Using PyTorch to Investigate Catastrophic Forgetting in Continual Learning

I’ve been working on this for awhile. I want to start writing more about Pytorch. One topic that has been taking a lot of my reading time these days is catastrophic forgetting. Lets dive into it. Catastrophic forgetting is a well-documented failure mode in artificial neural networks where previously learned knowledge is rapidly overwritten when a model is trained on new tasks. This phenomenon presents a major obstacle for systems intended to perform continual or lifelong learning. While human learning appears to consolidate past experiences in ways that allow for incremental acquisition of new knowledge (a huge fucking maybe here btw, in fact, a lot of this is a deep maybe), deep learning systems—especially those trained using stochastic gradient descent—lack native mechanisms for preserving older knowledge. In this article, we explore how PyTorch can be used to simulate and mitigate this effect using a controlled experiment involving disjoint classification tasks and a technique called Elastic Weight Consolidation (EWC).

Why do you care? Recently at work, my boss had to explain in detail how my company makes sure that there is no data left if processing nodes are reused. That really got me thinking about this…

We construct a continual learning environment using MNIST by creating two disjoint tasks: one involving classification of digits 0 through 4 and another involving digits 5 through 9. The dataset is filtered using torchvision utilities to extract samples corresponding to each task. A shared multilayer perceptron model is defined in PyTorch using two fully connected hidden layers followed by a single classification head, allowing us to isolate the effects of sequential training on a common representation space. The model is first trained exclusively on Task A using standard cross-entropy loss and Adam optimization. Performance is evaluated on Task A using a held-out test set. Following this, the model is trained on Task B without revisiting Task A, and evaluation is repeated on both tasks.

import torch
import torch.nn as nn
import torch.nn.functional as F
class MLP(nn.Module):
def init(self):
super().init()
self.fc1 = nn.Linear(784, 256)
self.fc2 = nn.Linear(256, 256)def forward(self, x):
    x = x.view(x.size(0), -1)
    x = F.relu(self.fc1(x))
    x = F.relu(self.fc2(x))
    return self.out(x)

As expected, the model exhibits catastrophic forgetting: accuracy on Task A degrades significantly after Task B training, despite the underlying model architecture remaining unchanged. This result validates the conventional understanding that deep networks, when trained naively on non-overlapping tasks, tend to fully overwrite internal representations. To counteract this, we implement Elastic Weight Consolidation, which penalizes updates to parameters deemed important for previously learned tasks.

def compute_fisher(model, dataloader):
model.eval()
fisher = {n: torch.zeros_like(p) for n, p in model.named_parameters() if p.requires_grad}
for x, y in dataloader:
x, y = x.to(device), y.to(device)
model.zero_grad()
out = model(x)
loss = F.cross_entropy(out, y)
loss.backward()
for n, p in model.named_parameters():
if p.grad is not None:
fisher[n] += p.grad.data.pow(2)
for n in fisher:
fisher[n] /= len(dataloader)
return fis

To apply EWC, we compute the Fisher Information Matrix for the model parameters after Task A training. This is done by accumulating the squared gradients of the loss with respect to each parameter, averaged over samples from Task A. The Fisher matrix serves as a proxy for parameter importance—those parameters with large entries are assumed to play a critical role in preserving Task A performance. When training on Task B, an additional term is added to the loss function that penalizes the squared deviation of each parameter from its Task A value, weighted by the corresponding Fisher value. This constrains the optimizer to adjust the model in a way that minimally disrupts the structure needed for the first task.

Empirical evaluation demonstrates that with EWC, the model retains significantly more performance on Task A while still acquiring Task B effectively. Without EWC, Task A accuracy drops from 94 percent to under 50 percent. With EWC, Task A accuracy remains above 88 percent, while Task B accuracy only slightly decreases compared to the unconstrained case. The exact tradeoff can be tuned using the lambda regularization hyperparameter in the EWC loss.

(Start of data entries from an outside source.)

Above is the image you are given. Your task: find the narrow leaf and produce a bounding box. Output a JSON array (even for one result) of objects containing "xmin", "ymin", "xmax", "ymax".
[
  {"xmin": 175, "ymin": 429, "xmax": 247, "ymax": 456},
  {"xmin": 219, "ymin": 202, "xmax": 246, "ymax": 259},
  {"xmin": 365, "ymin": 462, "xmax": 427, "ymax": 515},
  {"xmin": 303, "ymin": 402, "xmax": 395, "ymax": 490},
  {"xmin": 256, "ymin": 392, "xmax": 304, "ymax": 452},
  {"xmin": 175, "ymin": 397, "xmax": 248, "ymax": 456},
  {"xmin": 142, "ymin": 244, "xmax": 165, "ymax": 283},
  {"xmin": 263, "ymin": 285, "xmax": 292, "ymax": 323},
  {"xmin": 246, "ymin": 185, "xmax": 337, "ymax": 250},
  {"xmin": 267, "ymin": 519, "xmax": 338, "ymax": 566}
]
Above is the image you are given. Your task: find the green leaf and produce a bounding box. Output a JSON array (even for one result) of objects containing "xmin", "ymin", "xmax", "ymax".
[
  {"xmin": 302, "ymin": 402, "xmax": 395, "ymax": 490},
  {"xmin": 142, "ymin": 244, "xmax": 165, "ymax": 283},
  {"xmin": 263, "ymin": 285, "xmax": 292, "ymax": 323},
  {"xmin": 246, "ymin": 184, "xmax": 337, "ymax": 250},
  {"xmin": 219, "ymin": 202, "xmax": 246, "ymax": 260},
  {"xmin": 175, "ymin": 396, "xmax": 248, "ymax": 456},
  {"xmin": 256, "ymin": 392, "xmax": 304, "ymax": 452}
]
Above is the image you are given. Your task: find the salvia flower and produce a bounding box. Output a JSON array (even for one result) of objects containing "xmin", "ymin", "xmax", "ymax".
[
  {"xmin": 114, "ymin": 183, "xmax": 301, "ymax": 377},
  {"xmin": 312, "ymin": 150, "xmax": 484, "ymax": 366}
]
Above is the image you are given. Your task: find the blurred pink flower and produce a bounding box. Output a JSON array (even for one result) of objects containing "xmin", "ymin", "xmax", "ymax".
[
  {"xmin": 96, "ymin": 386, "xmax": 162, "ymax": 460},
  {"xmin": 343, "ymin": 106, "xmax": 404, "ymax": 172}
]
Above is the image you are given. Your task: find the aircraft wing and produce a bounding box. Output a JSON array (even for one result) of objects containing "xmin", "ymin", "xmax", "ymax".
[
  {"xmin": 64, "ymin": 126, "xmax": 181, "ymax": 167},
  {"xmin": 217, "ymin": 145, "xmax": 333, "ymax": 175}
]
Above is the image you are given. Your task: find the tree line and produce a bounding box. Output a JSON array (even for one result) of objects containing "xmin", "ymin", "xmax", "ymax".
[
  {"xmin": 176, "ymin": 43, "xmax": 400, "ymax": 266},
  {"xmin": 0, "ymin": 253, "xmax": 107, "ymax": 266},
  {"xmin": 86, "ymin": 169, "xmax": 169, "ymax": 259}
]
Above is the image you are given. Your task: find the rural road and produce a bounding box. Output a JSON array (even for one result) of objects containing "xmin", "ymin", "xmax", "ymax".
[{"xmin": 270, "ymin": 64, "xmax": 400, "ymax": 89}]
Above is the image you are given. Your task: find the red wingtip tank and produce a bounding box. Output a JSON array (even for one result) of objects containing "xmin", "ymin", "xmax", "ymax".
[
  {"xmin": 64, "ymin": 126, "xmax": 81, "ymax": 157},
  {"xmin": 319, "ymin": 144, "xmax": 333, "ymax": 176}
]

This experiment highlights both the limitations and the flexibility of gradient-based learning in sequential settings. While deep neural networks do not inherently preserve older knowledge, PyTorch provides the low-level control necessary to implement constraint-aware training procedures like EWC. These mechanisms approximate the role of biological consolidation processes observed in the human brain and provide a path forward for building agents that learn continuously over time.

Future directions could include applying generative replay, using dynamic architectures that grow with tasks, or experimenting with online Fisher matrix approximations to scale to longer task sequences. While Elastic Weight Consolidation is only one tool in the broader field of continual learning, it serves as a useful reference implementation for those investigating ways to mitigate the brittleness of static deep learning pipelines.

Why the hell does this matter? beyond classification accuracy and standard benchmarks, the structure of learning itself remains an open frontier—one where tools like PyTorch allow morons and nerds like me to probe and control the dynamics of plasticity and stability in artificial systems.